Secondary Stakeholder Data
Secondary stakeholder data sources are third parties that aggregate data, or the permissions for the data, and license, or grant, access to a consumer. These sources fall into three categories: patient registries, data vendors, and data marketplaces. According to ADS, registries are good for retrospective research on specific patient populations or therapeutic areas. In general, these registries are used only for research and not for commercial purposes, with few exceptions. A significant disadvantage with registries is that the consumer has very little control over the content and data curation strategies.

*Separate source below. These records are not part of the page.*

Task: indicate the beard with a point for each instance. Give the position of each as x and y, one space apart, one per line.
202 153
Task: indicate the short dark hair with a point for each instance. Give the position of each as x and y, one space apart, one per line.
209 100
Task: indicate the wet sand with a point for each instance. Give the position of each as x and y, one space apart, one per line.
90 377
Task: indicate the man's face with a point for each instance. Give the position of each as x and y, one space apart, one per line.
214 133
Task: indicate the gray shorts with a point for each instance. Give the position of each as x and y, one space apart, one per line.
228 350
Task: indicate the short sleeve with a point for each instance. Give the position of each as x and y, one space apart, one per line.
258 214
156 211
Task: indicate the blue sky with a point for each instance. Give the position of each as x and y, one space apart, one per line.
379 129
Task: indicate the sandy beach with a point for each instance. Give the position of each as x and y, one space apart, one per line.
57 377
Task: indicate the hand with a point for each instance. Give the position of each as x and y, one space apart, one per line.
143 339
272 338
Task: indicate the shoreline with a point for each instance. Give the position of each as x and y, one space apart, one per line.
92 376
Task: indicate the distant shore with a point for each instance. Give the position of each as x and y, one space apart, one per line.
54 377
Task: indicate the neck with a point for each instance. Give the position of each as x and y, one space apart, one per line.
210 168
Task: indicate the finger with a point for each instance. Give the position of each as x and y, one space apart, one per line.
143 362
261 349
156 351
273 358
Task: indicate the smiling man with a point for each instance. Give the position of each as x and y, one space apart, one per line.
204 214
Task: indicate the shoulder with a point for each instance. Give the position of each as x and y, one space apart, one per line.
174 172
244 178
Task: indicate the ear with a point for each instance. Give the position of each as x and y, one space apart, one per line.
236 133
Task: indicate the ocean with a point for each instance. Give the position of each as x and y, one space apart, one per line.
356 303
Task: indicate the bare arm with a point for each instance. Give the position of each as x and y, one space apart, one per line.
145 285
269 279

Data vendors are an efficient data source for retrospective analyses of reasonably well-normalized datasets. Their main advantage is that they bring together many disparate data sources into a common database and typically have something for everyone. The drawback is high costs and the lack of workflow integrations with the data sources. Data marketplaces, which are essentially brokers of data, have the advantage of speed, allowing analytics to start almost immediately. But this speed may come with deficiencies in detail, as most datasets from marketplaces are on a ‘what-you-see-is-what-you-get’ basis.
According to ADS, these various sources of real-world data available to healthcare companies each have their advantages and drawbacks, and having an expert data research organization in their corner will help these companies source, curate, and analyze healthcare data in the most effective way possible, helping them to reap the benefits faster and better. ADS conducts data diligence to determine whether the dataset is relevant and of sufficient quality for the client’s purposes. ADS then brings a detailed understanding of the data context and broad knowledge of customer requirements, applying the right AI and data science tools and methods for curating clients’ data to meet specific objectives.